PODER, AUTORIDAD Y REVOLUCIÓN

La vida humana necesita para desarrollarse de la autoridad: paterna, magisterial, política… Los romanos distinguían entre autoridad y potestad:  
     "Entendida como saber socialmente reconocido, la Auctoritas se identificaba con el consejo -y no con la acción-, con la prudencia, la moral, la tradición…, mientras la Potestas se definía como el poder -vale decir, la fuerza física-, también socialmente reconocido….en el binomio Auctoritas-Potestas…se encuentra la fórmula del equilibrio de la sociedad política romana…” 
( MARCOS PINHO DE ESCOBAR. Perfiles maurrasianos en Oliveira Salazar. Ediciones Buen Combate. Buenos Aires . 2014, p. 211)

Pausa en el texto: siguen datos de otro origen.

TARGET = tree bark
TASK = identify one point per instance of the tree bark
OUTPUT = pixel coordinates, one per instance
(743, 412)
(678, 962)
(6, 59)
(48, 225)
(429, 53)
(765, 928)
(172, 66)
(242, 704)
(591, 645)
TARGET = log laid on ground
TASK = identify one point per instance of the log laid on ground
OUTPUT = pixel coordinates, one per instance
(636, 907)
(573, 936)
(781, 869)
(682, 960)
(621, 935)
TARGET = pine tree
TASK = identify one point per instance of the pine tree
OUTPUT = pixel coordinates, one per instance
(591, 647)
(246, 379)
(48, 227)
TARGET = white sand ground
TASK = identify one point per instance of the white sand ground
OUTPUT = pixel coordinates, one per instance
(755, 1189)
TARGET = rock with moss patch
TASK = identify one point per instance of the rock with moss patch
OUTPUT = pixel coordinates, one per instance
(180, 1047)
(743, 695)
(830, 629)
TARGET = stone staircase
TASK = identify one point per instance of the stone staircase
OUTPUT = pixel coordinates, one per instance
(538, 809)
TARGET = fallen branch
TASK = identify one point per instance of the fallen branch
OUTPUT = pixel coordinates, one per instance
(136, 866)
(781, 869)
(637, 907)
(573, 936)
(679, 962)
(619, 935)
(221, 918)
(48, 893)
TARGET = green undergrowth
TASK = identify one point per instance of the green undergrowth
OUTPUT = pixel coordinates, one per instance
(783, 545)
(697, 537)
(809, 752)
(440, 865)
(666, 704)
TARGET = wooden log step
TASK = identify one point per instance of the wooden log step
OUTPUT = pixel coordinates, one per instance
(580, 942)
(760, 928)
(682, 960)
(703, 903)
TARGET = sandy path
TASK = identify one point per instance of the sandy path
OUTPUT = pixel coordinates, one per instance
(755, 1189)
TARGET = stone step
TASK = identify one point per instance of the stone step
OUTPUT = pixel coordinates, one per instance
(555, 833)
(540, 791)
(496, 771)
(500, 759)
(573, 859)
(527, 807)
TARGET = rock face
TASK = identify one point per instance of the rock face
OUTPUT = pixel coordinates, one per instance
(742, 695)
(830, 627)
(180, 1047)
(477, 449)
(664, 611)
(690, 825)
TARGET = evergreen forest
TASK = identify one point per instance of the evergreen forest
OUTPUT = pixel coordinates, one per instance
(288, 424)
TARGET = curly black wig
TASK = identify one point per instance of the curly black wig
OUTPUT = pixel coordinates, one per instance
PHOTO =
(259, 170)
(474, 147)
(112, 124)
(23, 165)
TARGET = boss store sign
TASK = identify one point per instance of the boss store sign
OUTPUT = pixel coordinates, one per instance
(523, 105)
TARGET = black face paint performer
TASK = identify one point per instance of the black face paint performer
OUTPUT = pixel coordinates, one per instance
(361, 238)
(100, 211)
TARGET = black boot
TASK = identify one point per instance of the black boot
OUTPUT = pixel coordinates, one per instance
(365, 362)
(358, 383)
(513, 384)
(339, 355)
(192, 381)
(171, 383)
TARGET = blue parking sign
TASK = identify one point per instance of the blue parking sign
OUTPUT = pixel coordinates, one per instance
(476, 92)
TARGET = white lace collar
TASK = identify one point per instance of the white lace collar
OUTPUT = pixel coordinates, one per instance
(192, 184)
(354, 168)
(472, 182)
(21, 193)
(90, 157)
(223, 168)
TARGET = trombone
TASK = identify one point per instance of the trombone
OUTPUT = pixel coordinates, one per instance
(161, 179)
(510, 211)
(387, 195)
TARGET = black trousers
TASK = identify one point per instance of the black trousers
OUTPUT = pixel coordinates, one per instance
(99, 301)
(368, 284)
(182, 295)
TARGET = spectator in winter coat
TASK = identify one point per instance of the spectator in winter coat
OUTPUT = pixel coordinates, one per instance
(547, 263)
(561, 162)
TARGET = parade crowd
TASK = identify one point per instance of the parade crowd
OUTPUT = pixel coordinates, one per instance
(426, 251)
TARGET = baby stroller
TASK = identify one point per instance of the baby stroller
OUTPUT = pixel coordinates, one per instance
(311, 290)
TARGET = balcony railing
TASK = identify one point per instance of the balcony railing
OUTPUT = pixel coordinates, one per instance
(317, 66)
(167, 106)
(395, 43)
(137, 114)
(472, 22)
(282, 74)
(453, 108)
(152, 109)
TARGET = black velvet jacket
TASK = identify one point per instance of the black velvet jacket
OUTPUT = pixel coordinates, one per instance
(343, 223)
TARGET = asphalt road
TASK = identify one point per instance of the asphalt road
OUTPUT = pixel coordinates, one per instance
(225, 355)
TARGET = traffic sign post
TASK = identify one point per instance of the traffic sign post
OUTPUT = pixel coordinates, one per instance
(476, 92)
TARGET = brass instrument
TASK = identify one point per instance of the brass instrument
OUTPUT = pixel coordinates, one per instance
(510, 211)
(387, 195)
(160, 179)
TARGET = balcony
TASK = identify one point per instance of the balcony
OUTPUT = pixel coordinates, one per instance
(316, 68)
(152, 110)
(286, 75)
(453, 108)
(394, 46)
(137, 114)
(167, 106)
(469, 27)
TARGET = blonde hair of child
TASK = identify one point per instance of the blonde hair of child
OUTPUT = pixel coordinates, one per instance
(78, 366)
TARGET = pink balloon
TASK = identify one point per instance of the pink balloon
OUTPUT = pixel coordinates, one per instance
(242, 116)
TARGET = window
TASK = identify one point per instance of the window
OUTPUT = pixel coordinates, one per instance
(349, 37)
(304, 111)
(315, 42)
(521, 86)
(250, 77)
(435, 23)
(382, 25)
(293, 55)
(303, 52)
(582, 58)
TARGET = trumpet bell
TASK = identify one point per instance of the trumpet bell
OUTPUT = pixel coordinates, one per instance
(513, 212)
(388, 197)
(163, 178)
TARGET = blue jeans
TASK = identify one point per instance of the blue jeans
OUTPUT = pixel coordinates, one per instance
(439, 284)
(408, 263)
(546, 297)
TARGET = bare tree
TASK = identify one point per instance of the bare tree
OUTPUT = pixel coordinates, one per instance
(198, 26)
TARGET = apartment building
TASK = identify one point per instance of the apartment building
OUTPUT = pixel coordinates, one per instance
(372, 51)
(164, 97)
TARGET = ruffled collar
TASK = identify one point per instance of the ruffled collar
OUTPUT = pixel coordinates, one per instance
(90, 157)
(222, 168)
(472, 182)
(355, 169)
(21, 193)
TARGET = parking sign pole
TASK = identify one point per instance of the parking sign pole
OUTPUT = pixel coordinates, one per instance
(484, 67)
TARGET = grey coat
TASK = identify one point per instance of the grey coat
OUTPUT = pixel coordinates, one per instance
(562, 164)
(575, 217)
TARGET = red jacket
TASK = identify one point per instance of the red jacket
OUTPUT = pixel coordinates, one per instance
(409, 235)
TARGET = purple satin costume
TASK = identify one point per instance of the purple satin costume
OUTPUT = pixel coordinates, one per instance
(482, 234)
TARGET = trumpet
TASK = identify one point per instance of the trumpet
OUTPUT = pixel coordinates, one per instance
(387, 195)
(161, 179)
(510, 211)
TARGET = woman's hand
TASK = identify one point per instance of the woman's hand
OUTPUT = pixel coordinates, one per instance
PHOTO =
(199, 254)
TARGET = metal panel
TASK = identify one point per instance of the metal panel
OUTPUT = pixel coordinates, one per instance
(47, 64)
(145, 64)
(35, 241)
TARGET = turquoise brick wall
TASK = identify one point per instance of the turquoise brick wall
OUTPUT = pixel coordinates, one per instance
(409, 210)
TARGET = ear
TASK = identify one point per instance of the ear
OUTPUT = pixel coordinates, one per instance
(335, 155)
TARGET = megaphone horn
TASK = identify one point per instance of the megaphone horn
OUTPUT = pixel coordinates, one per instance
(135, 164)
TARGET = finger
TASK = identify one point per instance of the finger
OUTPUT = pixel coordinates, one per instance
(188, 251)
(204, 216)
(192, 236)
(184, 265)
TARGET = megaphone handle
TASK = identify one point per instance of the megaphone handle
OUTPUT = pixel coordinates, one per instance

     La autoridad es de origen humano. En efecto, está en el ordenamiento de la naturaleza humana la necesidad social de la autoridad. Como Dios es el Creador de la naturaleza humana, en última instancia el origen de la autoridad está en Él. Pero hay que tener cuidado de distinguir entre la autoridad política, que es de orden natural, y la autoridad religiosa, que sí es directamente de origen divino. Cuando la Reforma Protestante se alzó contra la autoridad eclesial elevó a los Príncipes como señores en el orden religioso, y de allí nació la doctrina del “derecho divino de los reyes”. Pero nunca la Iglesia ha enseñado nada parecido.
 
      En las comunidades tradicionales el Monarca era el Supremo Ordenador, responsable de ordenar en Justicia el Todo Social. Su figura tenía un carácter icónico, ya que su persona representaba a la Justicia misma que se debía establecer en el Cuerpo Político. Sin embargo, no tenía el carácter absoluto que adquirió en la Modernidad, en particular hacia el siglo XVII. El Rey era el Supremo “Hacedor” de la Justicia, pero por encima de él se encontraban las Leyes del Reino, las Leyes de la Iglesia y las Leyes Divinas. Esta concepción quedó perfectamente reflejada en aquellos versos hispánicos que decían:

“Al Rey la Hacienda y la Vida se han de dar, 
Pero la Honra es patrimonio del Alma,
y el alma sólo es de Dios”.

   El gran Felipe II decía en su Testamento a su hijo y heredero:

   “Si queréis ser buen príncipe habéis de ser buen cristiano, pues el único camino para bien reinar es la virtud. Como rey cristiano habéis de oír misa todos los días (…) Habéis asimismo de frecuentar los sacramentos de la penitencia y la eucaristía, al menos una vez a la semana (…) Debéis también (…) recogeros en la meditación dos horas cada día y hacer examen de conciencia todas las noches. Os insisto en que vuestro primer deber será defender nuestra religión sagrada, aunque perdáis el trono (…)
   La Monarquía no es de origen divino sino humano, y existe en los pueblos el derecho de acabar con el tirano. El carácter de los reyes y su corona la establecieron, la dieron y dan los hombres (…) El rey es el primer servidor del reino. El ser rey; si ha de ser como se debe, no es otra cosa que una esclavitud (…) Por tanto debe buscar la perfección en todo, y principalmente en la justicia, de tal manera que el malo le experimente terrible y el bueno generoso (…)
   Como rey deberás siempre recibir a tus vasallos, para que libremente te expongan sus quejas (…) La recta justicia pide que todo súbdito sea oído, ya agraviado, ya acusado, ya rico, ya pobre (…)
   Jamás llegues a confirmar la condenación a muerte de cualquier hombre sino de mala gana y contra tu voluntad, y forzada por el miramiento de la justicia y buena disposición de las leyes.” (RICARDO DE LA CIERVA. Yo, Felipe II)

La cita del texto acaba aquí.